Chaque année, le GDR Robotique décerne son prix de thèse récompensant les contributions des doctorantes et doctorants dans le domaine de la robotique. Cette année, Quentin Le Lidec et Lingxiao Xun ont été récompensés pour leurs thèses soutenues en 2024.
Quentin Le Lidec, des algorithmes pour des robots plus autonomes grâce à l’optimisation et l’apprentissage automatique
Dans sa thèse encadrée par Justin Carpentier, chargé de recherche Inria au DI ENS, Ivan Laptev, professeur au Mohamed bin Zayed University of Artificial Intelligence (Abu Dhabi) et Cordelia Schmid, directrice de recherche Inria et membre de Google et Inria Willow, Quentin Le Lidec aborde un enjeu central de la robotique moderne : doter les robots d’une autonomie et d’une adaptabilité accrues dans des environnements complexes. Jusqu’ici, les modèles de simulation et de contrôle, souvent simplifiés, limitaient leur interaction avec le monde réel.

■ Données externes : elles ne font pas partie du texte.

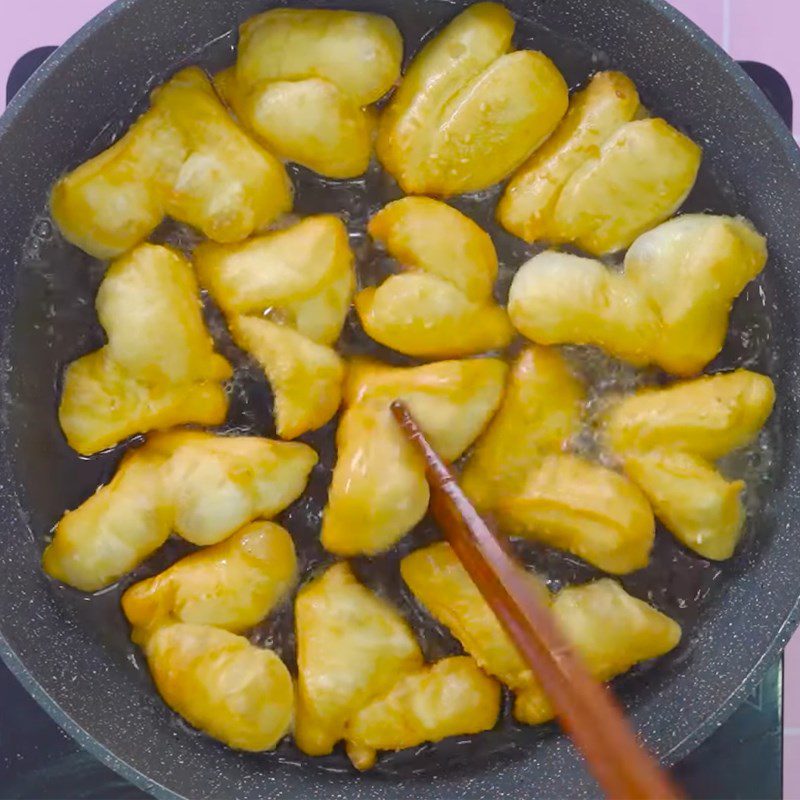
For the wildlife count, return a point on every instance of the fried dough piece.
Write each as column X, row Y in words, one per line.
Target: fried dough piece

Pour y remédier, Quentin Le Lidec a exploité les avancées récentes en robotique différentiable, une approche qui combine optimisation mathématique et apprentissage automatique. Il a ainsi développé des outils open source dédiés à la simulation différentiable, s’inscrivant dans la lignée des bibliothèques comme PyTorch ou JAX. Ces outils exploitent les gradients automatiques pour modéliser finement la physique des robots, permettant ainsi de calculer en temps réel les ajustements nécessaires à leurs mouvements — qu’il s’agisse de se déplacer sur un terrain irrégulier ou de manipuler des objets avec précision. Ses travaux posent les bases de contrôleurs robotiques plus robustes, capables de s’adapter dynamiquement à des environnements variés, et réutilisables par les scientifiques grâce à leur implémentation open source.
Aujourd’hui, Quentin Le Lidec est postdoctorant au Courant Institute School of Mathematics, Computing, and Data Science (États-Unis).
Lingxiao Xun, un implant cochléaire actif guidé par modèle : vers une chirurgie plus sûre et plus précise
Sous la direction d'Alexandre Kruszewsk, professeur à Centrale Lille et Gang Zheng, directeur de recherche Inria, tous deux membres du Centre de recherche en informatique, signal et automatique de Lille (CRIStAL - CNRS/Centrale Lille/Université de Lille), Lingxiao Xun développe un modèle mécanique et un système de contrôle permettant de guider l’insertion d’implants cochléaires actifs. Cette technologie robotique souple vise à réduire les risques chirurgicaux et à améliorer l’audition des patients atteints de surdité profonde.
Pour les personnes souffrant de surdité sévère, l’implant cochléaire peut redonner la compréhension de la parole. Mais l’insertion manuelle de l’électrode dans la cochlée, un organe spiralé de quelques millimètres seulement, reste une opération délicate. La paroi interne est fragile, et la trajectoire de l’implant ne peut pas être directement observée, exposant à des risques de lésion.
Le projet Robocop explore une nouvelle approche : rendre l’implant lui-même actif, capable de se courber lors de l’insertion grâce à des polymères électro-stimulables. Dans ce contexte, Lingxiao Xun apporte trois contributions majeures :
- Un modèle mécanique de l’implant basé sur la théorie des tiges de Cosserat, plus léger et plus rapide que les modèles éléments finis traditionnels, tout en restant précis. Ce modèle permet de simuler en temps réel la déformation de l’implant et ses interactions avec les parois cochléaires.
- Une méthode pour identifier automatiquement ses paramètres physiques à partir de mesures visuelles.
- Un système de contrôle optimal permettant de guider l’insertion en tenant compte des contacts et des frottements.
Ces travaux ouvrent la voie à des implants cochléaires robotisés plus sûrs et à une standardisation de la chirurgie. Aujourd’hui, Lingxiao Xun poursuit ses recherches en tant que postdoctorant Sorbonne Université à l’Institut des systèmes intelligents et de robotique (ISIR - CNRS/Sorbonne Université).